Coulson replied: "My mistake. I took the decision to follow a different path in the story."

He said if he had run the terrorism line, it would have led to calls for the home secretary to resign and "I chose not to do that".

Edis asserted: "What you thought was, this is a cracking story."

Coulson replied: "I certainly thought it was a story and something I had to give proper and serious thought to."

The court heard that around the time Coulson went to Sheffield to confront Blunkett about the affair, he exchanged texts and phone calls with on-off lover Rebekah Brooks, who was Sun editor at the time. But he denied telling her what he was doing.

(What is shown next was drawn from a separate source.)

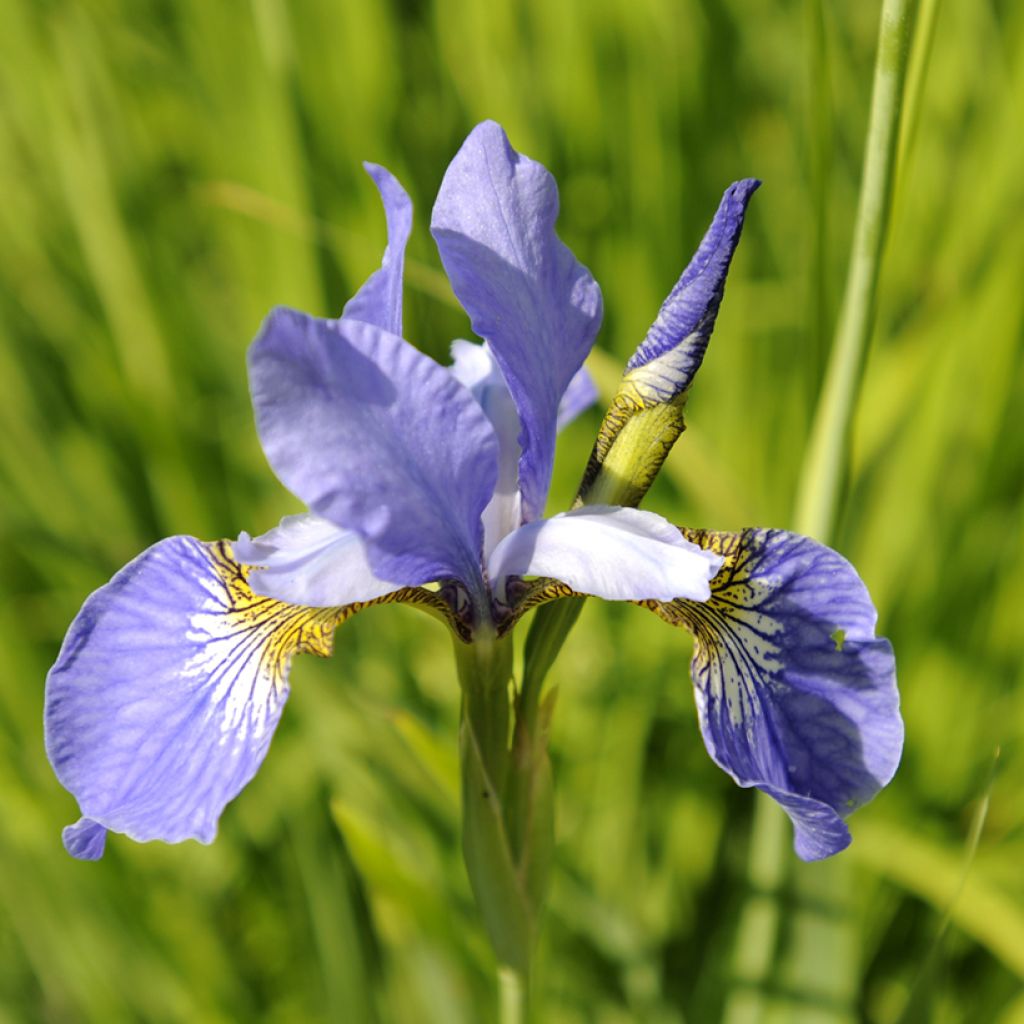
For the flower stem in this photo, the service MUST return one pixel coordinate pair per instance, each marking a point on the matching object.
(817, 964)
(512, 996)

He said: "There was closeness between Rebekah and I that the court has heard about but that did not extend to the sharing of each other's exclusives. There was a clear line drawn."

He said there was "no deal" between the News of the World and the Sun to share the story and the suggestion that there was, was "completely wrong".

Coulson, 46, of Charing, Kent, is charged with conspiring to hack phones with Brooks, 45, and others. The two former editors also face separate charges of conspiring to commit misconduct in public office. All seven defendants deny the charges against them.

Edis went on to say that the evidence showed that Thurlbeck carried on hacking Fortier's phone after Coulson initially told him to stop on 21 July, 2004.

In light of the Blunkett story being published, judge Mr Justice Saunders asked: "Was there not a risk members of the newsdesk were doing exactly the same thing because they also got it wrong?"

Coulson replied: "There was a risk but I felt rightly or wrongly they would bring it to the attention of the lawyer or me."

The court heard that in October the same year, Coulson went to a breakfast meeting with a view to hiring reporter Dan Evans, who has previously admitted hacking.

But Coulson said: "I certainly did not know Dan Evans was a phone hacker."